麹菌には、いろんな種類があります。醤油になる菌や味噌になる菌など。
今回は、近所で栽培された黒大豆を何桶か仕込みました。

仕込みで使う塩水濃度、小麦の焙煎や割砕作業、大豆を釜で煮る作業、麹菌の繁殖を促す作業など。出来上がりの醤油を左右する要素は沢山あります。

毎回、醤油おやじと共により美味しい醤油になるように様々な工夫をしながら取り組んでいます。

それでも、思ってもいないような出来事があったりして。美味しい「古式しょうゆ」を食べてほしい、その気持ちだけで手間暇をかけ続けています。

不思議なもので、桶に入れた段階では塩水に大豆と小麦が浮かんでいるだけの様子です。

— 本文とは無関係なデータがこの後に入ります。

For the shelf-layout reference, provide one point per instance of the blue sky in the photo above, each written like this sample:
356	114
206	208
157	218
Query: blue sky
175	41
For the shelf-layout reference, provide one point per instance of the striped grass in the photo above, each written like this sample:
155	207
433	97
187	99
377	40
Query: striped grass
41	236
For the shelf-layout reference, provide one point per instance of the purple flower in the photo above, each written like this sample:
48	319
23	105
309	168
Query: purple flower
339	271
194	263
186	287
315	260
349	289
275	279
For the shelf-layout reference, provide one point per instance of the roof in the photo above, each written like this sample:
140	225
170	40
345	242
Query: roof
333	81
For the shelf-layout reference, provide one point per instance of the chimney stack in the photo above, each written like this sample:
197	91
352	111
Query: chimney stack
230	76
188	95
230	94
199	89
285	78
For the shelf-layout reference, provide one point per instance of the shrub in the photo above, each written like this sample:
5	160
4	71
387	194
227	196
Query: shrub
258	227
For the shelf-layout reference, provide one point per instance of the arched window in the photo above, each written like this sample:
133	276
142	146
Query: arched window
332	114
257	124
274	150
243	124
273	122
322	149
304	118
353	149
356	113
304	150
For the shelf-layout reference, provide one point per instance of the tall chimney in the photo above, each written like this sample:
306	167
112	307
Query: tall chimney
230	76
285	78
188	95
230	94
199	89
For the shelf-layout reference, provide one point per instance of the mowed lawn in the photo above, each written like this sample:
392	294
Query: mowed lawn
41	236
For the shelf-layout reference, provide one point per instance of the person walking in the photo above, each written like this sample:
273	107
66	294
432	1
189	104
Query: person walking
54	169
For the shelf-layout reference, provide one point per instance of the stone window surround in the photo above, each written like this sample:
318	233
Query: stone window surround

毎日櫂入れをして、1週間ほど経つと、少しずつ茶色く変化していきます。もっと月日が経つと、諸味の匂いが漂い始めます。

どの木桶も個性があります。それは、菌が生きているからこそ変化があり、個性となります。櫂入れをしながら、諸味と会話している。そんな気分です。

古式醤油醸造所でつくる「古式しょうゆ」は商品となる本数が限られています。だからこそ、この醤油を使いたい!と思ってくれる方に届けたい想いが強くあります。

古式しょうゆは、料理を楽しむ醤油としてではなく、「醤油を楽しむ醤油」として使ってほしい。作り手としての願いです。